Fortunately, we can make use of OpenVPN hooks to enforce this by ourselves. To acheve this, we add the following to our OpenVPN server configuration:
script-security 2
auth-user-pass-verify "/etc/openvpn/scripts/simple-verify.py" via-env
We can then write a script that verifies the username and common-name (subject in the certificate), which it receives via environment variables. The following shows a script that ensures that username and common-name match.
#!/usr/bin/env python3
import os
import sys
import syslog
syslog.openlog(ident="openvpn-verify", facility=syslog.LOG_AUTH)
# OpenVPN exports these automatically
common_name = os.environ.get('common_name')
username = os.environ.get('username')
# Logical check
if common_name and username and common_name == username:
syslog.syslog(syslog.LOG_INFO,
f"Access GRANTED: CN '{common_name}' matches Username '{username}'")
syslog.closelog()
sys.exit(0) # Allow
else:
syslog.syslog(syslog.LOG_WARNING,
f"Access DENIED: Mismatch found (CN: {common_name}, User: {username})")
syslog.closelog()
sys.exit(1) # Deny
With this configuration in place, a certificate issued for Alice can only be used to log in as Alice, and in particular, if a certificate of one of your road warriors is stolen, this does not allow logging in with administrative credentials, even if they are known.
Binding the username to an IP
Now that we know that users cannot just choose their usernames but can only use the usernames that are part of the signed certificate issued by the OpenVPN server, we can additionally bind users to IP addresses, ensuring that certain IP addresses are reserved for administrative staff. To achieve this, place the following additional lines into your OpenVPN configuration.
ifconfig-pool 10.8.1.2 10.8.1.199 255.255.255.0
client-config-dir /etc/openvpn/ccd
With this configuration, OpenVPN will check if a file named /etc/openvpn/ccd/{USER} exists, in which custom configurations for users can be placed. If no such file exists for a user, the default configuration ifconfig-pool 10.8.1.2 10.8.1.199 255.255.255.0 is used, which assigns IP addresses from the the pool 10.8.1.2-10.8.1.199. Adding the file /etc/openvpn/ccd/test_user with the following content now assures that test_user will always receive the IP 10.8.1.201, and in fact, is the only user that can obtain this IP address.

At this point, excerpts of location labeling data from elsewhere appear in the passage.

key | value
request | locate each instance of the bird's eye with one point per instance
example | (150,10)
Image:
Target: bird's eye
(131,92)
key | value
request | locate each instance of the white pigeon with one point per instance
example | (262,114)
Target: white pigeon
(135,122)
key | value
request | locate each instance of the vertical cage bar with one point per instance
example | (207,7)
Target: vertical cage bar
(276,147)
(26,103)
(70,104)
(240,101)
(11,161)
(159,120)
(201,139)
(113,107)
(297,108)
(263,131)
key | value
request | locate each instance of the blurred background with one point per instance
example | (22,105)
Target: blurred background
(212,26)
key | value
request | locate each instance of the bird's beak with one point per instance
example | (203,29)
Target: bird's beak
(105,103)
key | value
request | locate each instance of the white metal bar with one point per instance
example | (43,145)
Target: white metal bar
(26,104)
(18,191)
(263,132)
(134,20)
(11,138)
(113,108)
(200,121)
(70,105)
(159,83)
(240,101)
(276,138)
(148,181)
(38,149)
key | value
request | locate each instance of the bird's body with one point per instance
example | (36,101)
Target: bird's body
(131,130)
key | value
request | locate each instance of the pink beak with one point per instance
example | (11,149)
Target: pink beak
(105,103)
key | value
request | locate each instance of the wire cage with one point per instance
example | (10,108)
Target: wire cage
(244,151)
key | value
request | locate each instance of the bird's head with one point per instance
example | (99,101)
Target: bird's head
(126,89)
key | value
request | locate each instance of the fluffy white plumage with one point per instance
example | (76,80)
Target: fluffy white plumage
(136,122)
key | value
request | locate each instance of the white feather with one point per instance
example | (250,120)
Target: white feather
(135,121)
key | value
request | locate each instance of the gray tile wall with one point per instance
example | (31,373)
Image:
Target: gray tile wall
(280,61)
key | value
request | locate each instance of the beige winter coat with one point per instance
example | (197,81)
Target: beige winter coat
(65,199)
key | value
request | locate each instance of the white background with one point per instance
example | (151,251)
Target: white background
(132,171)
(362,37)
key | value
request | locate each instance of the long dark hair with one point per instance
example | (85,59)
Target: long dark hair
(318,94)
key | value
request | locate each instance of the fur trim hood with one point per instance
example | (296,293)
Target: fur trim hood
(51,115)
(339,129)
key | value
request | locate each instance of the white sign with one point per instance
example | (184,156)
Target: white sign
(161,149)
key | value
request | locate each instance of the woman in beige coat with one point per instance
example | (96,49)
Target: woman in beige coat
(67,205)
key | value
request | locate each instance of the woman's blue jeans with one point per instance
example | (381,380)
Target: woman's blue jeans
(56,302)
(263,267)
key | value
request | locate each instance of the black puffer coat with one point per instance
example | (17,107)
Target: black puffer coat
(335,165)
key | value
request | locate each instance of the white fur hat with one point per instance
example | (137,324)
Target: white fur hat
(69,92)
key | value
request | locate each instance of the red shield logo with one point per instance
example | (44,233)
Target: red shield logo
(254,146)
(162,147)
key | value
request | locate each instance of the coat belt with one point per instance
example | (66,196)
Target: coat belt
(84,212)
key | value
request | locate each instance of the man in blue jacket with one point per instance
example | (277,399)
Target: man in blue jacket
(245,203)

ifconfig-push 10.8.1.201 255.255.255.0
Finally, many guides recommend setting up network address translation (NAT) when routing from the VPN client network to the server network. This is problematic as it hides which particular client accesses which server behind the translation layer. We therefore recommend - and have set up - static routing rather than NAT, allowing clients to be distinguished on the server side by IP.
Conclusion
In many ways, we had expected to find that the functionality discussed in this blog post would be available by default in OpenVPN, and yet, our solution ultimately depended on custom scripts as well as configuration of PAM. This is understandable and possibly good design by OpenVPN as OpenVPN outsources authentication, focusing only on providing a VPN and nothing more. That being said, we wish a guide such as the one published here would have existed as we set out to configure OpenVPN. We hope somebody else finds this guide useful.